Grammar lessons are about children seeing how grammar is authentically used by writers and being invited to try it for themselves. Grammar lessons like this are essential for showing children the hows of writing. Punctuation and grammar use is a skill to be developed, not simply content to be taught. – Young & Ferguson 2020
Writers are passionate about people understanding what it is they want to say, and they use grammatical devices to help them. Ultimately, grammar helps us say what we truly mean and for our writing to be read how we intended.
Children enjoy learning about grammar when they find out how it can serve them as a writer. That’s why we teach grammar functionally. We know that formal grammar teaching has a negative effect on children’s writing (Young & Ferguson 2021). However, meaning-based grammar teaching, including sentence combining, is far more promising. That’s what this book is about – teaching grammar in such a way that children see how it helps them share their meaning with others. A bonus of course is that it also serves children very well in national assessments like the current SPAG test (Young & Ferguson 2020).
If we boil down our approach to teaching grammar, it is as simple as:
Teach -> Invite
- Teach. Provide explicit and direct instruction to your class on an aspect of grammar you feel they need a better understanding of.

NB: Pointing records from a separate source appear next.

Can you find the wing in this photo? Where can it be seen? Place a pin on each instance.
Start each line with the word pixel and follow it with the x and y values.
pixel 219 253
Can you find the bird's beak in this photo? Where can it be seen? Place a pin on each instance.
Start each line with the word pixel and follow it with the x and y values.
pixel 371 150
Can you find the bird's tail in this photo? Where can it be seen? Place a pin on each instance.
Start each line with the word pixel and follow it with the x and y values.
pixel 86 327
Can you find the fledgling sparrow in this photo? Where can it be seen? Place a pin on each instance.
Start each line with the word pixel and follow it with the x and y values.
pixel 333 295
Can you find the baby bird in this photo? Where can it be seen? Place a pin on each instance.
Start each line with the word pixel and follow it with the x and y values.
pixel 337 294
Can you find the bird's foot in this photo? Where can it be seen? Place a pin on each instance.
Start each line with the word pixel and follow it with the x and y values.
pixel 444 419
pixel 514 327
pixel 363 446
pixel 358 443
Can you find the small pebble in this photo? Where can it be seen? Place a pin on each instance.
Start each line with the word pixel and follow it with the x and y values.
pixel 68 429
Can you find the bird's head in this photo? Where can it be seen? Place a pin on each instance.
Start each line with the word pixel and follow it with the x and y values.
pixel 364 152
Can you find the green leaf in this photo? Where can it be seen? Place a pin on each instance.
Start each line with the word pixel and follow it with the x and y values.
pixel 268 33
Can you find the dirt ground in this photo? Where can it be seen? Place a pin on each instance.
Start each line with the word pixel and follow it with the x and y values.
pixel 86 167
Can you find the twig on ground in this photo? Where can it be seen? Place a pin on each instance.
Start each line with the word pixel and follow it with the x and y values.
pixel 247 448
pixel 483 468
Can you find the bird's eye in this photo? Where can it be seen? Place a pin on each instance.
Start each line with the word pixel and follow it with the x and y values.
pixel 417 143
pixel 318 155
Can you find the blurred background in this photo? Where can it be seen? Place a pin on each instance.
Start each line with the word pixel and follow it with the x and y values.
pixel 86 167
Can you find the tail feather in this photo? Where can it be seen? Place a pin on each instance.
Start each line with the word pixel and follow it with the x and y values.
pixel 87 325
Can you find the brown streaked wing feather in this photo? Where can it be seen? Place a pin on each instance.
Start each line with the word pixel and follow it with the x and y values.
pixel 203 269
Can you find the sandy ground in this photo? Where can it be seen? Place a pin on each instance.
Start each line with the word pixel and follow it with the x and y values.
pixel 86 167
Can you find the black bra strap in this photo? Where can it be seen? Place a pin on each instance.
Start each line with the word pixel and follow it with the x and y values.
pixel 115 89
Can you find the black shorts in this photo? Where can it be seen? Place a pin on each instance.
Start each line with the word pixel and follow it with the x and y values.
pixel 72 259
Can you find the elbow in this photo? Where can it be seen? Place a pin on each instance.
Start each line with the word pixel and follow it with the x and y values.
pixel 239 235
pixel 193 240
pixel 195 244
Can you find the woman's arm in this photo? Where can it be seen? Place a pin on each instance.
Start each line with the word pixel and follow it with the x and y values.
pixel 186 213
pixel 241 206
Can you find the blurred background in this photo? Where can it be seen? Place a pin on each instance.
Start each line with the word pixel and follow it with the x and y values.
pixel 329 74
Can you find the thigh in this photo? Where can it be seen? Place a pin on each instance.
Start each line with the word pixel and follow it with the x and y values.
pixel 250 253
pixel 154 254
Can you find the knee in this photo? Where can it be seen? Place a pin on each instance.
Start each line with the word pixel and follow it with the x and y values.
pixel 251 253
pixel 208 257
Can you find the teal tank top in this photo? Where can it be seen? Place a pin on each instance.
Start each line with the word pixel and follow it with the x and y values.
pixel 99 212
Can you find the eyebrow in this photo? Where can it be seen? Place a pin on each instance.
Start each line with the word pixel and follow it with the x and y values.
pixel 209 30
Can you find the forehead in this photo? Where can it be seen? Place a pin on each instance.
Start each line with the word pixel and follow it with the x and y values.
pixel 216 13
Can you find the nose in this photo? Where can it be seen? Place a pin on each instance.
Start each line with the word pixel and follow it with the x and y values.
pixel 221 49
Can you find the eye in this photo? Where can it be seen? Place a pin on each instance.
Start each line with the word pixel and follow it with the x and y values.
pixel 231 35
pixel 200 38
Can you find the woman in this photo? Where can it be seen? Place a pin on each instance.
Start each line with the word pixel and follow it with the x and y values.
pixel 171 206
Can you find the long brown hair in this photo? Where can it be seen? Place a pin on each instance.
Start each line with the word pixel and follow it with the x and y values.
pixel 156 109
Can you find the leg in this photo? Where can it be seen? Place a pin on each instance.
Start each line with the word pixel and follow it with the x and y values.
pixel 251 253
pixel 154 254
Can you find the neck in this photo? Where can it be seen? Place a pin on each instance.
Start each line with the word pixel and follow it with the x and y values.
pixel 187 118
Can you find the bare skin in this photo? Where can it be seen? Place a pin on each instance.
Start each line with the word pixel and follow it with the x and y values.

- Invite. Invite children to try it out during that day’s writing time.
Why are they mini-lessons?
There are three fundamental things young apprentice writers need every day. Firstly, they need to receive some high-quality teaching. Secondly, they need an immediate and sustained opportunity to write meaningfully. Finally, they need time to read, share and then discuss how their writing is going (Young & Ferguson 2021). That’s why we recommend you follow this kind of consistent routine:
Mini-lesson -> Writing time -> Class sharing
Six top tips for teachers
- Have a ‘let’s see what this does’ and not a right/wrong attitude towards grammar teaching.
- Consider your instruction to be like giving children ‘tips, tricks and secrets’ of the writer’s craft.
- Don’t plan your lessons too far ahead. Be responsive and teach the things you see children need instruction in most.
- Repeat lessons if you need to.
- Encourage children to have a ‘trying things out page’ next to their drafting page. This way they can experiment with grammar and other literary techniques away from their developing draft. If they like what they’ve trialled, they can then add this to their developing composition.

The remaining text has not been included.